Tractables / ProbabilisticCircuits.jl

Probabilistic Circuits from the Juice library
https://tractables.github.io/ProbabilisticCircuits.jl/dev
Apache License 2.0
104 stars 11 forks source link

Learning with missing information? #103

Closed robertfeldt closed 2 years ago

robertfeldt commented 2 years ago

Again, thanks for Juice, it's already very useful and the potential is fantastic.

Is there some way to learn also with incomplete information, i.e. where the values of a few features are missing for some entries? I tried playing around with a few different input types/formats where some value is missing but seems the call to learn_circuit invariably fails.

khosravipasha commented 2 years ago

Hi, yes we do have option for learning from missing data. There is two main options

  1. We have learn_circuit_miss, as counterpart to learn_circuit, which both do structure learning. Some examples here.

  2. HCLT structures. This is not fully documented yet, but here's a quick example.

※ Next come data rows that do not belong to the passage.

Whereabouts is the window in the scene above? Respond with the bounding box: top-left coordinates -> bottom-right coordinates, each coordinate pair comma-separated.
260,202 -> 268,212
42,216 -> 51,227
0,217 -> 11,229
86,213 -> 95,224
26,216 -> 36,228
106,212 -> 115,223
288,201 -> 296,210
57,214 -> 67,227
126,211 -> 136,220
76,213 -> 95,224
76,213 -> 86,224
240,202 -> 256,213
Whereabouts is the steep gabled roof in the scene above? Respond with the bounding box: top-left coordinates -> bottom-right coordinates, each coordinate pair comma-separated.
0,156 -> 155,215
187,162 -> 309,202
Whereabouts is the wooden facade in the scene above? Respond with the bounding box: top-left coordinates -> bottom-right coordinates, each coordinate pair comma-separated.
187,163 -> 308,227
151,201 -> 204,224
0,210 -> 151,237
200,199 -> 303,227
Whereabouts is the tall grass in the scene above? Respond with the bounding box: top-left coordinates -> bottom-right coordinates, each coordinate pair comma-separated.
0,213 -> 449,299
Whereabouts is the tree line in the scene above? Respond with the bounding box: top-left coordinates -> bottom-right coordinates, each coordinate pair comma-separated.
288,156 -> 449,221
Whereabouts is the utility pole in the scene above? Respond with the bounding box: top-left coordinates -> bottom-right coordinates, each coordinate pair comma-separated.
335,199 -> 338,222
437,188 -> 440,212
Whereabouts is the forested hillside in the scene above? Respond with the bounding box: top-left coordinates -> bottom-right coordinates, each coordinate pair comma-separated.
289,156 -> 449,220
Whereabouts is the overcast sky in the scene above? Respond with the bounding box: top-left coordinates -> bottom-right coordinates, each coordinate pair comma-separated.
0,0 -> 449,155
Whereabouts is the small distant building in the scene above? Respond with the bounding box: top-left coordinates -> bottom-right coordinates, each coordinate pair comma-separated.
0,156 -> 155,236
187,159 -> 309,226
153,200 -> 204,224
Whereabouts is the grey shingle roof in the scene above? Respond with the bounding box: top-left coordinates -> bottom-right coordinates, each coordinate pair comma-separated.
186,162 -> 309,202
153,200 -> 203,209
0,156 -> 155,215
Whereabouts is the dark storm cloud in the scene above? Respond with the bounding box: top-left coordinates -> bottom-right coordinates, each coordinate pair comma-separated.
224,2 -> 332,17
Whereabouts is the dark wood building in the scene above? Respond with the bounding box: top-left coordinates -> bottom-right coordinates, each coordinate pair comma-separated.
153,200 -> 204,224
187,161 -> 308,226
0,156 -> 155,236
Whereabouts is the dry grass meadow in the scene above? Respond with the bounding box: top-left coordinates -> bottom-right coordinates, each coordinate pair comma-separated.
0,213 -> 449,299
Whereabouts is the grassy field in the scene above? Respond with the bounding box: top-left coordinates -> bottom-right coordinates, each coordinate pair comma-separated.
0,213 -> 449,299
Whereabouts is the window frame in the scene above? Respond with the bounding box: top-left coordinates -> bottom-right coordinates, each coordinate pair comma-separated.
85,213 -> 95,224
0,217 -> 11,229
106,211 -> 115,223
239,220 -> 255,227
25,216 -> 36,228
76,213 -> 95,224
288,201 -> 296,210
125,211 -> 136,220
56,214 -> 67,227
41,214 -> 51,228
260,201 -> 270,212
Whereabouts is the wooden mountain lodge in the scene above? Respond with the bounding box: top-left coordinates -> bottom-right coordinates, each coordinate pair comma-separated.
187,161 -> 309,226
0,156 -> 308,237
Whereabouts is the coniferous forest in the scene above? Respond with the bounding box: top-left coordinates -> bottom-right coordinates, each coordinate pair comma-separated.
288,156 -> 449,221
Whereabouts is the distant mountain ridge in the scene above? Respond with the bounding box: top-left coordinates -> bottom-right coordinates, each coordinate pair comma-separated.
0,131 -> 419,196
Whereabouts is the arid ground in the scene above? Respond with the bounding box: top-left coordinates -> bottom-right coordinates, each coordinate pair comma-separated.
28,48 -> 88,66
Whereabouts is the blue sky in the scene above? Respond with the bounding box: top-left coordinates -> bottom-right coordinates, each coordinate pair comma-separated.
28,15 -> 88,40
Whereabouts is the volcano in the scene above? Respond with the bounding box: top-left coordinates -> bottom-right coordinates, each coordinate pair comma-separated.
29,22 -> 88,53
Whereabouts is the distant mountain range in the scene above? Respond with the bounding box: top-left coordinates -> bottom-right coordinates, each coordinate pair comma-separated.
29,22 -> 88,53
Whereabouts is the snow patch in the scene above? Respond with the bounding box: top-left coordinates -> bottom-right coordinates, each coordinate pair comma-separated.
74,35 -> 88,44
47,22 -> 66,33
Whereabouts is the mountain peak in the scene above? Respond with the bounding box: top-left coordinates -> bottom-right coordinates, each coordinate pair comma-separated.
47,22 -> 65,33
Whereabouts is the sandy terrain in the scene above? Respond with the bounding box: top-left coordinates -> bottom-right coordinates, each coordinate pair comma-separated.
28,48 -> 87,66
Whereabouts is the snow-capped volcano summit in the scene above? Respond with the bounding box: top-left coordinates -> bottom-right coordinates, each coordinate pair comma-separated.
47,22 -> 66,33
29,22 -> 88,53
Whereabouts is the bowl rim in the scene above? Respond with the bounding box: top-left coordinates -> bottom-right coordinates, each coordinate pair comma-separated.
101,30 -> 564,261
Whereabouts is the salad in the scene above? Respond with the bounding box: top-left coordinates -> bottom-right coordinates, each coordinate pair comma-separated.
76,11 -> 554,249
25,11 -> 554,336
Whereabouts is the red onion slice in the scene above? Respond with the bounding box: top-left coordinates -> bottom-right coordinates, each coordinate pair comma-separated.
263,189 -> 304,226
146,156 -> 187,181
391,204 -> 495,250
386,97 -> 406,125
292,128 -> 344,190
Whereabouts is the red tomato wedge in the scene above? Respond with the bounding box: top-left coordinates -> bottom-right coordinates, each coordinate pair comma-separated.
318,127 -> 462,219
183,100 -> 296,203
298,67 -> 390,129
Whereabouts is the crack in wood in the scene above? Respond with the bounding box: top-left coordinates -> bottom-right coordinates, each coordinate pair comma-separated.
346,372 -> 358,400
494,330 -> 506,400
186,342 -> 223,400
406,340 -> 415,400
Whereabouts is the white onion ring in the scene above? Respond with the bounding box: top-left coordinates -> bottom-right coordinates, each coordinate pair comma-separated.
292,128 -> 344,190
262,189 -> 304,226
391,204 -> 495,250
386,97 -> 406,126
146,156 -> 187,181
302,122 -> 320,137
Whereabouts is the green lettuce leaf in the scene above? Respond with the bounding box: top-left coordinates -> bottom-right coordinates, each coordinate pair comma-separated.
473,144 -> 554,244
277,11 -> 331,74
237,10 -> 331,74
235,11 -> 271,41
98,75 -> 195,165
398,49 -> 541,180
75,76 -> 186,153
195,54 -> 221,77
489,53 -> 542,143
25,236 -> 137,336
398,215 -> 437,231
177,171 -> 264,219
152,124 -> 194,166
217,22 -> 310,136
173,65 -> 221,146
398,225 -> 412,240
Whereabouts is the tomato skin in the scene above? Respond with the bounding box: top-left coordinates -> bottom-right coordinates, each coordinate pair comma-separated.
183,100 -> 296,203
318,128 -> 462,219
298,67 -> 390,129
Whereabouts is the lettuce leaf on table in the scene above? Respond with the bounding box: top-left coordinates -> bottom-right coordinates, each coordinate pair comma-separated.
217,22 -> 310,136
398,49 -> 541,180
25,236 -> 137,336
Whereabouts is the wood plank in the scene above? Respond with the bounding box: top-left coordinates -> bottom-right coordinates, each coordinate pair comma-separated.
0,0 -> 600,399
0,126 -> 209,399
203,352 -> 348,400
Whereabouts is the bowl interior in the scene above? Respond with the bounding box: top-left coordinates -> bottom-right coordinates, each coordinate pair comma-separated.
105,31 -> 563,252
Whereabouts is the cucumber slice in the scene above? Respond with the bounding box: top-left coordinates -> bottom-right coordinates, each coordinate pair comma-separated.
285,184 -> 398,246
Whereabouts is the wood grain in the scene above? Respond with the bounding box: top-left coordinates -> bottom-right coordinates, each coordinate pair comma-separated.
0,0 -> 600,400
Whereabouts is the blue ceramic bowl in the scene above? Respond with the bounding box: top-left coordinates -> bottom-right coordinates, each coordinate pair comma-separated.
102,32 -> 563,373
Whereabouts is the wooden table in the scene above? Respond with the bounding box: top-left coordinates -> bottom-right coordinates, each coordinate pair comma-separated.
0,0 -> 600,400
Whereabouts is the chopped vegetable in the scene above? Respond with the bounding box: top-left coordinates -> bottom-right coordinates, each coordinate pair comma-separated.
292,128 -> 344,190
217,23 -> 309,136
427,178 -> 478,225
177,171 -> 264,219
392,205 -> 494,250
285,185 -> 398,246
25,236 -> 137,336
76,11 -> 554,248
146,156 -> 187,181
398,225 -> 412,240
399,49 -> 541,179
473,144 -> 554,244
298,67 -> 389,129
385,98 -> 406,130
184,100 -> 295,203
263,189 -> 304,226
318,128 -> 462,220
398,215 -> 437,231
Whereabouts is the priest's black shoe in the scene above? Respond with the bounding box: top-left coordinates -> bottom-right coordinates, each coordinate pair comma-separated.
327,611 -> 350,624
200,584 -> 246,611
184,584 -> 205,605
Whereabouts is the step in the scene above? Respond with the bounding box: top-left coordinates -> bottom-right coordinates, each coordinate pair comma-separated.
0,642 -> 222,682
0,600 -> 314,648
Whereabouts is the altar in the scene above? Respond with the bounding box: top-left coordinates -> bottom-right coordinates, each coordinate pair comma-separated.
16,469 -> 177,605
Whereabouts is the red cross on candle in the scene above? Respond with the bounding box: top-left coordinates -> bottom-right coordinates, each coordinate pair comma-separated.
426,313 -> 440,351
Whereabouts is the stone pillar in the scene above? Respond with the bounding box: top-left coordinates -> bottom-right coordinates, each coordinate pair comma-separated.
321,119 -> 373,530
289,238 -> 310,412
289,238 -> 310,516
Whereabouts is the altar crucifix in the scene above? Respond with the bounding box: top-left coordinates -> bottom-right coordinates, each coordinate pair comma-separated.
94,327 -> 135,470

The learning is done in two steps, first learn a hidden chow liu tree (HCLT) structure, more detail on HCLTs , for this part we need to impute the data at moment:

# X_train
# train_imputed = train data with missing values imputed

num_hidden_cats = 32
num_clt_trees = 1
circuit = hclt(num_features(X_train); data = train_imputed, num_hidden_cats = num_hidden_cats, num_trees = num_clt_trees)
uniform_parameters(circuit; perturbation = 0.4)

Step 2: Learn paramters using EM using estimate_parameters_em_multi_epochs! More info here .

robertfeldt commented 2 years ago

This is great, thanks. Sorry, I had missed that (learn_circuit_miss) part of the documentation. Will check and experiment.